Using your hand or spatula, mix until there are no dry bits in the bowl. Once the dough has gathered together, turn it out onto the work surface and start to knead it for 5 - 10 minutes or until the gluten has formed.
Once gluten has formed, spread the dough and add the butter, cover the butter with dough then start to knead it again. It will become sticky and spread on the work surface. Use the bread cutter to gather the dough and continue to knead it for around 5 - 10 minutes or until it becomes smooth.
Once the dough becomes smooth, cut a piece of the dough and spread it very thin, if you can see your finger though the dough, and it does not break easily, this means the gluten is ready. Next roll it into a ball and put it into a bowl and cover with wrap or a plastic bag to prevent to dough from drying out. Put it in a warm place to do the first rest for 30 to 60 minutes or until it doubles in size.

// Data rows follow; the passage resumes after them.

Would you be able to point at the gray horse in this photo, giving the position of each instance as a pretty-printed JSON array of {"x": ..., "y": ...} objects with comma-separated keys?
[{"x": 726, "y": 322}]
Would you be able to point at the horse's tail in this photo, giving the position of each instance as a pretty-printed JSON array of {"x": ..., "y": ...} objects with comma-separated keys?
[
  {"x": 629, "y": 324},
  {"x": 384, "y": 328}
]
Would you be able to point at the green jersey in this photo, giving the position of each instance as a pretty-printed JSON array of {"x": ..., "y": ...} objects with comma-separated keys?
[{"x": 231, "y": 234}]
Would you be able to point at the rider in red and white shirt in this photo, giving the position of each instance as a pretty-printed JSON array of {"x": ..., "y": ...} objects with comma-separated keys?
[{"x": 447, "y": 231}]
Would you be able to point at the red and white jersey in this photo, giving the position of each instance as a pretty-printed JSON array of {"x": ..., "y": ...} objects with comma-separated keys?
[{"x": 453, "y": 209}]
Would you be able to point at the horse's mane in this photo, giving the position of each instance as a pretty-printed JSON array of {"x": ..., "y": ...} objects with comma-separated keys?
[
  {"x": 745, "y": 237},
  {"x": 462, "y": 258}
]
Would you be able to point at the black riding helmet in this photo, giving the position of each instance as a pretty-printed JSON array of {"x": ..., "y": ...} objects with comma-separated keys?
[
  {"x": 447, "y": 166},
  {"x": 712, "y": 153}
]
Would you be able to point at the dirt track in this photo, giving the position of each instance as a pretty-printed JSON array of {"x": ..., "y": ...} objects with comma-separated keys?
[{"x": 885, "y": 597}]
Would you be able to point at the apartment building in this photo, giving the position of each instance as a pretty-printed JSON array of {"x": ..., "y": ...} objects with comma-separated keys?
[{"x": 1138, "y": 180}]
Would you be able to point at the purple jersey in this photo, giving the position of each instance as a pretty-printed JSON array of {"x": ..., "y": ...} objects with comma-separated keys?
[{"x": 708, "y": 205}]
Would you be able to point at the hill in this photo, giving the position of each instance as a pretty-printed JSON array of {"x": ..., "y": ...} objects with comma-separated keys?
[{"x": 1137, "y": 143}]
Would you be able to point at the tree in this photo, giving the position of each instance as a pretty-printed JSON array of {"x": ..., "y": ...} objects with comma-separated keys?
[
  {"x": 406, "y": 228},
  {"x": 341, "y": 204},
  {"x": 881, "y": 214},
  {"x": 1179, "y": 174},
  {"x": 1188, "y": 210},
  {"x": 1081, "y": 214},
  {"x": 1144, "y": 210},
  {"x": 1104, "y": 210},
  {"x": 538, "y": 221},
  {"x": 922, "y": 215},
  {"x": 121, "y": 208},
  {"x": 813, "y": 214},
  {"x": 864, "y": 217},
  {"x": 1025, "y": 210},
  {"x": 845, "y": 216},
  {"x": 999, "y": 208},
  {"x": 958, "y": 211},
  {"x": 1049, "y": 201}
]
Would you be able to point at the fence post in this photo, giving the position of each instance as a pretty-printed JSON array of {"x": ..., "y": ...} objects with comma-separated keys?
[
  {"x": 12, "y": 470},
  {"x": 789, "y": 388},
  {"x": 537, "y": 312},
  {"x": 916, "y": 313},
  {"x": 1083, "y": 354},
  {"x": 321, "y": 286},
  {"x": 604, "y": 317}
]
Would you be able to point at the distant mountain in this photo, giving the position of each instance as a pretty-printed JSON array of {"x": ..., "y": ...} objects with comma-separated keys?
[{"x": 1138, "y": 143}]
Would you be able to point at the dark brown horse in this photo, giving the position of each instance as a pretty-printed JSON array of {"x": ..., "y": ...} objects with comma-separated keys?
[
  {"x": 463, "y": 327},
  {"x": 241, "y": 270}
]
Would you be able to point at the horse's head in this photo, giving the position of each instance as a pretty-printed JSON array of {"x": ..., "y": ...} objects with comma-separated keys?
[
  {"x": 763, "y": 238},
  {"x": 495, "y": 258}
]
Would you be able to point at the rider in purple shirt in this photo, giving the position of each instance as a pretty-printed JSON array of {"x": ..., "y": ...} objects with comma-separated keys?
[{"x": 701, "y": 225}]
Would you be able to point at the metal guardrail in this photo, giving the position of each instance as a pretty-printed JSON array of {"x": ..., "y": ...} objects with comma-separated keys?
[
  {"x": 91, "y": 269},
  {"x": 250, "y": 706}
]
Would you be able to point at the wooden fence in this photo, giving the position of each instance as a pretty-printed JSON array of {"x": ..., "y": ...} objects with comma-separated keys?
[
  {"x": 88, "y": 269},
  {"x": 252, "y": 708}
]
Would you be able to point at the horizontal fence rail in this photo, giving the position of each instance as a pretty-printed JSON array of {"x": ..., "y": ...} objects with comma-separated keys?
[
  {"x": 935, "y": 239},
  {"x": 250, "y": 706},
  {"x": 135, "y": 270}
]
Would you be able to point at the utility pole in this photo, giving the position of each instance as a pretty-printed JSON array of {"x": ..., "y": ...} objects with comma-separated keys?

Finger test (see notes) to check if the dough has rested enough. If the dough has rested enough, dust some bread flour on the surface, turn it out onto the work surface use your hand gentle push the air out and divide into 4 equal pieces.
Next shape each piece into a small ball, use the outside edge of your hand to roll the dough in the other hand , this should stretch the top and give it a smooth look. Then at the bottom you want to pinch the dough together to seal the ball. Then leave them on the work surface and allow to rest for 15 minutes, cover with wrap or towel.
Dust your work surface with a little flour, spread out each ball and push the air out gently. Then shape it into the balls again. Put the balls on the tray and space them equally, let it rest in a warm place for around 30 to 60 minutes or until it doubles in size. cover with wrap or plastic bag.
Once the dough has doubled in size, egg wash and sprinkle sesame seeds on the top of the bread. Preheat the oven to 210C, then bake in 190C for 13 - 15 minutes or until top of bread is golden brown.
Once you have removed the bread from the oven, give the tray a gentle tap on the work surface. This will allow any extra steam or moisture to escape and stop it being trapped inside.Enjoy your bread.